Beating Up Hit Counts
It's also worthwhile to deconstruct some of the numbers behind the official hit counts. The his counts seem impressive -- 265 million in five days -- but that number alone has little meaning. In Web jargon a "hit" is simply the retrieval of a file from a Web server. That file can be a text page, an image, or some other file. A typical Web surfer can rack up a large number of hits in a short period of time.
     On a typical day in the last week, the Mars Pathfinder home page consisted of the HTML page itself, a graphic with the mission logo, and around ten images from Pathfinder. Each of these files counts as a hit, so loading the full page with graphics is about 12 hits. The number of hits goes up if the visitor goes to other pages, loading new HTML files and new graphics.
     If the "average" visitor accounted for 15 hits each time he or she went to the site, the 265 million hits becomes a little under 18 million visits.
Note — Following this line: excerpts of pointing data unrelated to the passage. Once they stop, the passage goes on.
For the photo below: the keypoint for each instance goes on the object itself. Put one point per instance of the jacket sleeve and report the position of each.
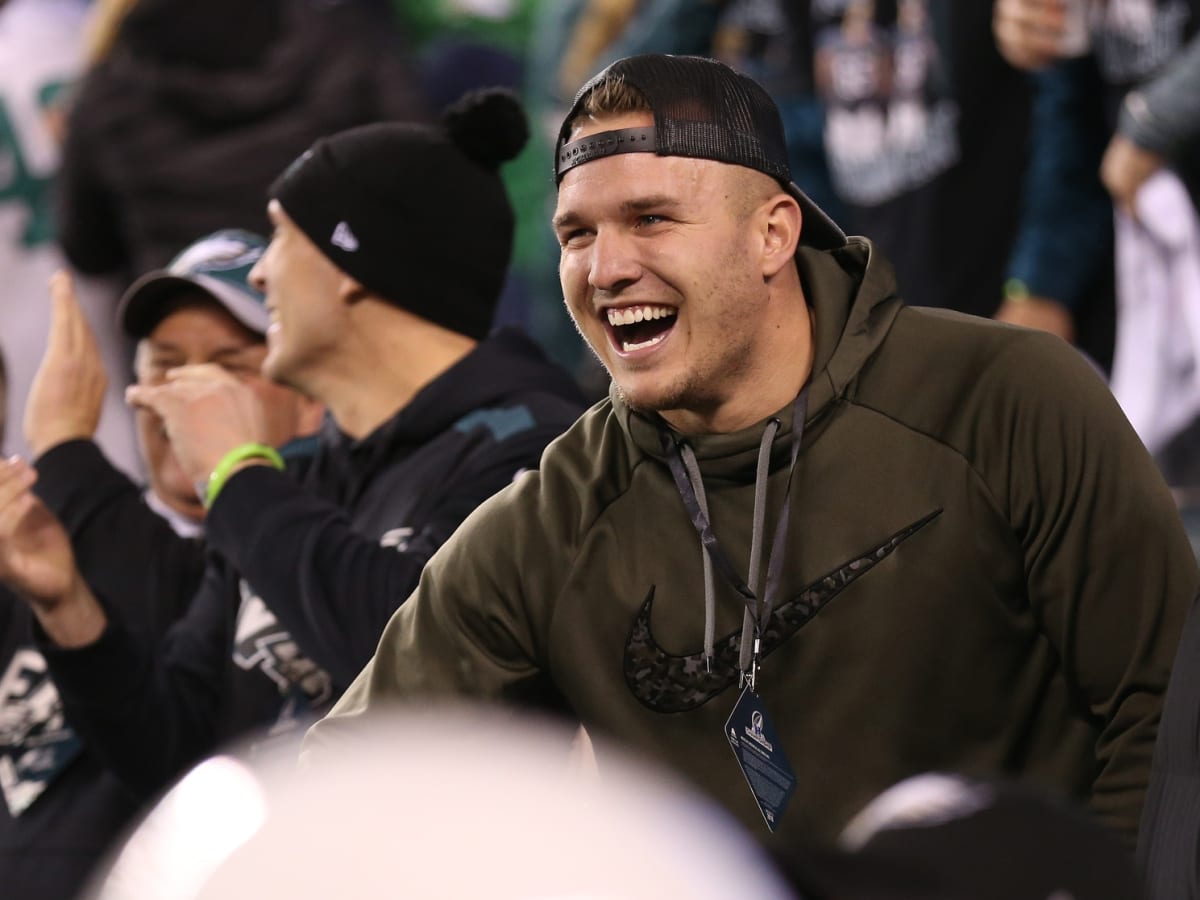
(1109, 570)
(125, 550)
(1170, 822)
(148, 712)
(1065, 235)
(333, 588)
(477, 625)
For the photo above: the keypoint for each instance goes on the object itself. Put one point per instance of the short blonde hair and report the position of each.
(610, 97)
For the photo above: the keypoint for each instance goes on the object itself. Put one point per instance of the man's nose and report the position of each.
(615, 261)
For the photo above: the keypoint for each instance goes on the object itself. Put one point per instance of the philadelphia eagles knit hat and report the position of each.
(705, 109)
(219, 264)
(417, 214)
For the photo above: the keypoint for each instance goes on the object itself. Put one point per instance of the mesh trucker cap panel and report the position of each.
(703, 109)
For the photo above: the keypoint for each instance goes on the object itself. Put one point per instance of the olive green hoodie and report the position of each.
(983, 573)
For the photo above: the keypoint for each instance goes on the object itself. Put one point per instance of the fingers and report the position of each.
(67, 325)
(1030, 33)
(16, 497)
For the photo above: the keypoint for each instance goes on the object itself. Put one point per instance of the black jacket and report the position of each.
(160, 153)
(310, 564)
(61, 809)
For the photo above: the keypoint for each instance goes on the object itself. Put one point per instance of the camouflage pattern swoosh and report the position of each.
(677, 684)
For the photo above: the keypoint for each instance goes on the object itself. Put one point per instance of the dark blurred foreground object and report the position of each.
(455, 803)
(201, 103)
(951, 838)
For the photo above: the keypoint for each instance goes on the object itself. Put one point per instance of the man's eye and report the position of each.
(573, 237)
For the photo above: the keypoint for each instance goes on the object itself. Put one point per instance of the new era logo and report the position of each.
(345, 238)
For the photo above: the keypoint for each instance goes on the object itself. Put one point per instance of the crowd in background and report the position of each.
(1039, 172)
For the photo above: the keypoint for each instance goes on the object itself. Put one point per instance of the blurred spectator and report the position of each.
(1149, 60)
(61, 809)
(40, 55)
(940, 837)
(382, 310)
(179, 129)
(925, 127)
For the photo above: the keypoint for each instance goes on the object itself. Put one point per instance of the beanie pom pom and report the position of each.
(490, 126)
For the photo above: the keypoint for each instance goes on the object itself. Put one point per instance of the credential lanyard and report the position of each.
(759, 610)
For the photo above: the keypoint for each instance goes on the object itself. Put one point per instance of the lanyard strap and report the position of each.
(760, 611)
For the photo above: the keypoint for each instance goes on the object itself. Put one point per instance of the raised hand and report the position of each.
(37, 564)
(67, 393)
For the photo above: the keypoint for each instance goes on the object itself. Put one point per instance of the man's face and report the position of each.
(658, 273)
(201, 330)
(303, 294)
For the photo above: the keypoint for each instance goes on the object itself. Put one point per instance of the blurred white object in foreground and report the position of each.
(456, 804)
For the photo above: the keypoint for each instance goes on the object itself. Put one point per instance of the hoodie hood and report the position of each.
(852, 295)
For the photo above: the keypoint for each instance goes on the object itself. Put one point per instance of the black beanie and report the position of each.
(417, 214)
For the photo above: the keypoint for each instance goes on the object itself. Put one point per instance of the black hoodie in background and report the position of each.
(174, 136)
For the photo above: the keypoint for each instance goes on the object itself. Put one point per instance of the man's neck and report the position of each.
(769, 389)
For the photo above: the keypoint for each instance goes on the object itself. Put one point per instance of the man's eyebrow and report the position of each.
(658, 201)
(639, 204)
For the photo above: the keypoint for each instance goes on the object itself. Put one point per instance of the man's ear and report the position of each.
(781, 226)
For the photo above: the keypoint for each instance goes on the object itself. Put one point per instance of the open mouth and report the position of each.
(635, 328)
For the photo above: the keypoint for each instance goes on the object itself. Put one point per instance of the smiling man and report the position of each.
(815, 541)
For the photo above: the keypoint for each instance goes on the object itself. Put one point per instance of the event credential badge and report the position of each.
(760, 755)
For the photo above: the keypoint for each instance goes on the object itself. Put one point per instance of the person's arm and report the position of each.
(123, 549)
(1065, 237)
(1158, 124)
(1109, 570)
(333, 588)
(147, 711)
(1170, 822)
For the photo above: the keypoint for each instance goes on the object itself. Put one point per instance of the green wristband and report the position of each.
(223, 469)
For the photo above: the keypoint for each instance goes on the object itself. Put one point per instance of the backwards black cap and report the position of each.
(705, 109)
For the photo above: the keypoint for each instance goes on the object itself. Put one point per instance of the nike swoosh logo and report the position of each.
(677, 684)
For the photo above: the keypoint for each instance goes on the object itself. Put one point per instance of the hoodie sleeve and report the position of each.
(1066, 229)
(124, 549)
(88, 220)
(149, 711)
(1109, 569)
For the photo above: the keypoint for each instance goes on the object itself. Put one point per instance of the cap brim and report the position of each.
(144, 304)
(817, 229)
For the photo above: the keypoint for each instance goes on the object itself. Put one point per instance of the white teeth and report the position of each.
(627, 346)
(630, 315)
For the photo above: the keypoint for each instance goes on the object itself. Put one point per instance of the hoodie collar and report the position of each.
(853, 299)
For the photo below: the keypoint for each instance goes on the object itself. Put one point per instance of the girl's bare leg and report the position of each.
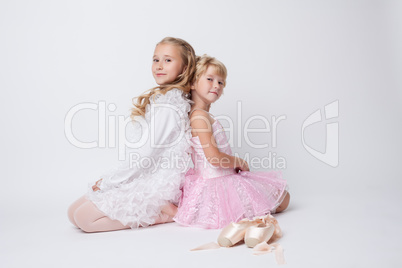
(90, 219)
(73, 208)
(284, 204)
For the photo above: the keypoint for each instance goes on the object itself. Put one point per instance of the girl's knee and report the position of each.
(285, 203)
(82, 220)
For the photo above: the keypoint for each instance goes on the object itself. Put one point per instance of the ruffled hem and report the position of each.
(138, 199)
(214, 203)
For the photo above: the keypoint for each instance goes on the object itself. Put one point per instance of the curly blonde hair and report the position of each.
(182, 82)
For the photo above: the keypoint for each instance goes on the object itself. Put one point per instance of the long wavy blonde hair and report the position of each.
(182, 82)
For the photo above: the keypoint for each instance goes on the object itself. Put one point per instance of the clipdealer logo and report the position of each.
(331, 154)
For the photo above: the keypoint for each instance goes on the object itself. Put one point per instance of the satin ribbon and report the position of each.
(260, 249)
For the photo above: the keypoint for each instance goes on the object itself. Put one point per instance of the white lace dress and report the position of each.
(152, 174)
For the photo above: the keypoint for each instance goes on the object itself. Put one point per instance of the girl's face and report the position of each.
(167, 64)
(209, 86)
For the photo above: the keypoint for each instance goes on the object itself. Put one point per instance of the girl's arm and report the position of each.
(201, 127)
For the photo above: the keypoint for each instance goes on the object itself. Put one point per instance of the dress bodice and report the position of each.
(201, 165)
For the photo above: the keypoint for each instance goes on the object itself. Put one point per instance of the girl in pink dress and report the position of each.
(220, 188)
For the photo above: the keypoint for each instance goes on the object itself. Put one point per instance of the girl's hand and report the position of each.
(243, 166)
(96, 186)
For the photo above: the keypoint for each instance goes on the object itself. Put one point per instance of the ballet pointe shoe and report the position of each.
(234, 232)
(258, 234)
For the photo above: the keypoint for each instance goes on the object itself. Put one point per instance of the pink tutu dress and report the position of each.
(214, 196)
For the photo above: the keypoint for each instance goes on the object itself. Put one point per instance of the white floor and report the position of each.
(319, 231)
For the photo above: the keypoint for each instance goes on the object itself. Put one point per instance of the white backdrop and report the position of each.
(286, 58)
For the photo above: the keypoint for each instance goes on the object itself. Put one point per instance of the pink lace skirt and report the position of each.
(214, 203)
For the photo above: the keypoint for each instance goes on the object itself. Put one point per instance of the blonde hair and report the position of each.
(182, 82)
(204, 62)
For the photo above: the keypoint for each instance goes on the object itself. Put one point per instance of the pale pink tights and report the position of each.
(86, 216)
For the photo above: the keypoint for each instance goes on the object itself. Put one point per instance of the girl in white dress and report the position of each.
(145, 188)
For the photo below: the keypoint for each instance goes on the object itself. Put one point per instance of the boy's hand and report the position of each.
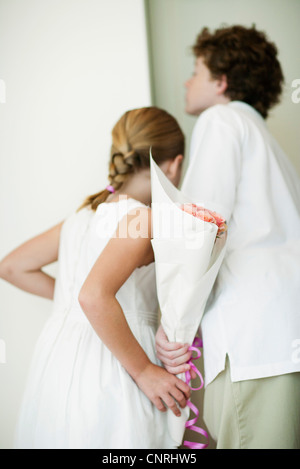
(173, 355)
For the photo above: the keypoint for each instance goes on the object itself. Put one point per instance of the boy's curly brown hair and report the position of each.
(249, 61)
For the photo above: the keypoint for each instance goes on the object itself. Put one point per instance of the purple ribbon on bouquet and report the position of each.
(195, 347)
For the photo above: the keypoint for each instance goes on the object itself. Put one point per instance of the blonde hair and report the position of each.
(133, 135)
Since many people visited the site more than once, looking for updated information about the mission, the number of different, unique, visitors to the site is probably somewhat smaller, perhaps on the order of a few million.
     That's not to take away from the excellent work the JPL Web staff did to keep the sites up so that people could easily access them. But what sounds more impressive: a few million visitors or 265 million "hits"?